Another reason I find the refinery analogy
useful is because volume can be deceptive. The biggest, most impressive tanks
in this refinery are filled with DNA sequence data but for the refinery to work
as a whole it needs many "specialist" chemicals, in lower volumes, to
serve as critical catalytic components. It might be necessary for the refinery
to make and store some components in order to streamline a more complex flow of
information. The EBI works with key "catalyst" streams of information
that have a disproportionate impact relative to their volume (e.g. this
assignment of experimentally defined annotation).
A deceptive view of this refinery would
focus exclusively on the final outputs and the most recent refinement process,
without taking in the intricate web of components behind them. People might use
Reactome or IntAct to understand a particular functional dataset, but the
protein information in these resources depends on UniProt to track and annotate
these sequences. The protein information in UniProtKB is dependent on the ENA
database smoothly accepting submissions with annotated CDS proteins present. In
this way, asking to visualise, say, phosphoprotein results on a pathway diagram
is not as simple as it might seem. It implicitly draws on many of the tanks in
the EBI refinery. This larger network actually goes beyond the EBI's borders to its
worldwide collaborators (e.g. wwPDB, or the INSDC’s GenBank/ENA/DDBJ).
The final "product" that the user
sees often has a local manufacturer (i.e., bioinformatician/computational
biologist) who pulls in information from the large tanks and combines it with
local data to provide an overall picture and give context. Often, the research
group querying EBI data does not worry too much about the details of how the
refinery works, or about the complex inter-dependencies of the refinery; they
just want easy access to a product they can rely on. It is the job of the EBI,
and in future will be the job of ELIXIR, to satisfy this desire.
A refinery does not stay still. In each
process, engineers (in our case bioinformaticians and software engineers) work
to improve minor, everyday things and to carry out major retooling. New types of
experimental information might require a new tank and pipelines, or become
cheap enough to replace older feedstocks, in both cases opening up potential
for new, useful products. New discoveries might change the way processes or
transformations are handled, perhaps by adding a certain catalyst at a
particular stage to improve the products.
Clearly the EBI is not the only refinery. Our
European partners, such as SIB and Sanger, collaborate so closely with us on
key projects that it’s hard to work out where one refinery stops and the other begins.
We exchange data and expertise regularly with large refineries in the US and
Japan, such as NCBI, UCSC, NIG and RCSB. It is exciting to see all of the
proto-refineries in Europe, which offer different core competencies and are
coalescing into a single robust, refinery: ELIXIR.
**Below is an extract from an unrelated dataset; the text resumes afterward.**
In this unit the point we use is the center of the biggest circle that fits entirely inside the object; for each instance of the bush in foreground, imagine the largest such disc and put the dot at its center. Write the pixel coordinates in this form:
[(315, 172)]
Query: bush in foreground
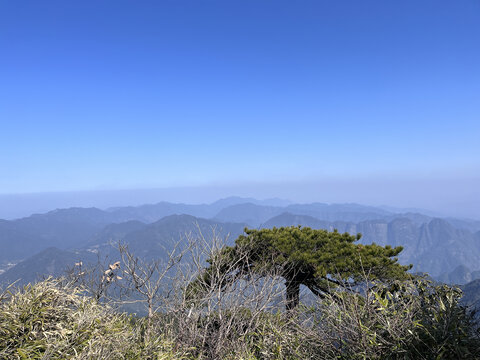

Like all analogies, this is not perfect.
The concept of free data sharing, which is at the heart of molecular biology,
does not fit well with this analogy. Although the complex process of providing
the necessary CPU, disk and network has some resonance with the internal “plant”
infrastructure, the fact that it is so generic and tradable does not. The EBI's
products are also directly used via the web, often without much intermediation
(no need for a network of gas stations, etc.). Nevertheless, the picture of a
complex interplay of inputs being progressively refined is helpful when trying
to disentangle some of our trickier problems.
I welcome feedback on this analogy, and to
what extent it helps one understand the EBI.